Generally, an evaporative cooler is made of a porous material that is fed with water. Hot dry air is drawn over the material. The water evaporates into the air raising its humidity and at the same time reducing the temperature of the air. There are many different styles of evaporative coolers. The design will depend on the materials available and the users requirements. Some examples of evaporative cooling designs are described below.
These are simple designs of evaporative coolers that can be used in the home. The basic design consists of a storage pot placed inside a bigger pot that holds water. The inner pot stores food that is kept cool. One adaptation on the basic double pot design is the Janata cooler, developed by the Food & Nutrition Board of India.
A storage pot is placed in an earthenware bowl containing water. The pot is then covered with a damp cloth that is dipped into the reservoir of water. Water drawn up the cloth evaporates keeping the storage pot cool. The bowl is also placed on wet sand, to isolate the pot from the hot ground.
Mohammed Bah Abba a teacher in Nigeria, developed a small-scale storage “pot-in-pot” system that uses two pots of slightly different size. The smaller pot is placed inside the larger pot and the gap between the two pots is filled with sand. Mohammed won the Rolex 200 Award for Enterprise for his design. Further details are in Number 4 Volume 27 Oct/ Dec 2000 of Appropriate Technology.
In Sudan, Practical Action and the Woman’s Association for Earthenware Manufacturing have been experimenting with the storage design of Mohammed Bah Abba. The aim of the experimentation was to discover how effective and economical the Zeer storage is in conserving foods. Zeer is the Arabic name for the large pots used. The results are shown in the following table. (click image to enlarge)
As a result of the tests, the Woman’s Association for Earthenware Manufacturing started to produce and market the pots specifically for food preservation.
A Bamboo Cooler
The base of the cooler is made from a large diameter tray that contains water. Bricks are placed within this tray and an open weave cylinder of bamboo or similar material is placed on top of the bricks. Hessian cloth is wrapped around the bamboo frame, ensuring that the cloth is dipping into the water to allow water to be drawn up the cylinder’s wall. Food is kept in the cylinder with a lid placed on the top.
An Almirah Cooler
The Almirah is a more sophisticated cooler that has a wooden frame covered in cloth. There is a water tray at the base and on top of the frame into which the cloth dips, thus keeping it wet. A hinged door and internal shelves allow easy access to the stored produce.
A Charcoal Cooler
The charcoal cooler is made from an open timber frame of approximately 50mm x 25mm (2″ x 1″) in section. The door is made by simply hinging one side of the frame. The wooden frame is covered in mesh, inside and out, leaving a 25mm (1″) cavity which is filled with pieces of charcoal. The charcoal is sprayed with water, and when wet provides evaporative cooling.
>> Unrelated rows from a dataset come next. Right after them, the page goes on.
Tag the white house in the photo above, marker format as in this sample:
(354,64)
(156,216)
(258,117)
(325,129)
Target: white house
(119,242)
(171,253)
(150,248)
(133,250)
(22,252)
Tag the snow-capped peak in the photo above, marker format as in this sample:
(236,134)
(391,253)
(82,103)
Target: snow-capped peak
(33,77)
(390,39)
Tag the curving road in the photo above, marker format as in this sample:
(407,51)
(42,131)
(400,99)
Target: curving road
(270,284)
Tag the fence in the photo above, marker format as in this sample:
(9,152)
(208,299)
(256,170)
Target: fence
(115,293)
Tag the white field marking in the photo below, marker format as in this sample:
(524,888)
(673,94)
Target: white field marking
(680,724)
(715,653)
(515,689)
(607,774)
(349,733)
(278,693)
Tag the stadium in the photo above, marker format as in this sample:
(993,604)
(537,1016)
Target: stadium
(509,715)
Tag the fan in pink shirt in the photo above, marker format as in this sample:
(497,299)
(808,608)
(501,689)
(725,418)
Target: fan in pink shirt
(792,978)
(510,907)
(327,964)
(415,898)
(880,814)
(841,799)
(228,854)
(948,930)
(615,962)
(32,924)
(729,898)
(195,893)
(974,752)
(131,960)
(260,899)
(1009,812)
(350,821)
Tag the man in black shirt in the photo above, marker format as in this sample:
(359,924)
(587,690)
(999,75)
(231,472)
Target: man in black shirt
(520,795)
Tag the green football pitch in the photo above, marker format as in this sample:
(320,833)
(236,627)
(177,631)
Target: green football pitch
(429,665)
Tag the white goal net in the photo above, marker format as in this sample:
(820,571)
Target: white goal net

The framework is mounted outside the house on a pole with a metal cone to deter rats and a good coating of grease to prevent ants getting to the food.
The top is usually solid and thatched, with an overhang to deter flying insects.
All cooling chambers should be placed in a shady position, and exposure to the wind will help the cooling effect. Airflows can be artificially created through the use of a chimney. For example using a mini electric fan or an oil lamp to create airflows through the chimney – the resulting draft draws cooler air into the cabinet situated below the chimney. The Bhartya cool cabinet uses this principle to keep its contents cool. Wire mesh shelves and holes in the bottom of the raised cabinet ensure the free movement of air passing over the stored food.